Она заставляла тебя ставить других выше себя.
До тех пор, пока вы не остановите это и не вытесните из своей системы.
И, возможно, именно это мне придется сделать, если я когда–нибудь захочу забыть любовь всей моей жизни. Любовь к кому–то, достаточная для вас двоих, может стать ядовитой. Хотеть кого–то, кто больше не хочет тебя, было смертным приговором.
Я попрощался с ней, когда в своем последнем письме к ней излил свои чувства, как любовную поэму.
Пришло время расстаться.
Навсегда.
ГЛАВА 22
Лживая сучка получает по заслугам
20 октября 2014 г.
12:34 утра.
Элла, 18 лет
Две вещи заставили меня приехать к дому Дарлы Хилл посреди ночи.
1) Вернуть свой мобильный телефон.
2) Выяснить, что между нами пошло не так.
Я не могла вспомнить точный момент, в который мы расстались. Просто это... случилось.
Посвящение показало мне, что не только мое общение с Кейдом было неполноценным, но и с Дарлой тоже. Пришло время исправить ошибки.
Отчаянные времена требовали отчаянных мер. Родители лишили меня права управлять автомобилем, заперев ключи от машины в сейфе, поэтому я достала дубликат, который сделала для экстренных ситуаций, и выскользнула с балкона, как шпионка из фильма класса «Б».
Дом Дарлы находился в десяти минутах езды от моего; мы жили в одном закрытом поселке. После полуночи дорога сокращалась до семи минут при отсутствии машин.
Я приехала за рекордно короткое время — шесть минут, как будто это была Grand Theft Auto, и припарковалась за ее зеленым Корветом.
Разноцветные листья хрустели под ногами, пока я бежала трусцой к дому Хиллов.
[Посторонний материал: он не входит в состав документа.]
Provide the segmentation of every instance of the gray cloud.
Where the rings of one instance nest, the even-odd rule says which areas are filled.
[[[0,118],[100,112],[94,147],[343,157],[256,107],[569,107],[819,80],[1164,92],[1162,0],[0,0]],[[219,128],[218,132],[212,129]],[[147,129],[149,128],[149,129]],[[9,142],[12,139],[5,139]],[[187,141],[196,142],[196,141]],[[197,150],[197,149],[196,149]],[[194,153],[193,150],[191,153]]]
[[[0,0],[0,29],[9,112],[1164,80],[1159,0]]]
Свет в доме был выключен, а вдалеке каркали вороны. Знак невезения. Хотя я не уверена, насколько хуже может быть, но я бы не стала ставить на судьбу.
Меня не удивило слабое свечение, пробивающееся сквозь окно Дарлы. Обычно она засиживалась допоздна, читая эротику. Нагнувшись, чтобы взять с земли небольшой камешек, я со всей силы швырнула его в стеклянную поверхность – какая–то маленькая часть меня надеялась, что я разобью его вдребезги.
Я сделал это еще три раза.
Дарла открыла окно, лицо напряженное и немного ошеломленное. Взгляд сузился, когда она заметила, что это я.
— Элла?
— Нет. Это гребаный Санта Клаус! — прошептала я, закрывая рот руками. — Да, это я!
Она закатила глаза.
— Впустишь меня? — спросила я.
Ладно, скорее умоляла. Сегодня было прохладно, и я уже успела замерзнуть в розовой майке и джинсовой куртке.
Дарла оценила меня так, как оценивают жертву на суде.
И в этот раз я увидела страдание, скрывающееся в ее выражении лица. То, что она прятала за ехидными замечаниями и грубыми уколами.
Что–то на моем лице заставило ее поднять белый флаг. Я тоже подняла свой, желая положить конец этому раздору.
— Пожалуйста, дорогая, — поддразнила я ее.
Когда мне было семь лет, я узнала, что Диана назвала ее Дарлой, потому что это звучало как "дорогая" (пер.в оригинале дорогая – Darling, что схоже с её именем Darla). Это показалось мне таким очаровательным. Настолько, что большую часть второго класса я отказывалась называть ее иначе, чем дорогая.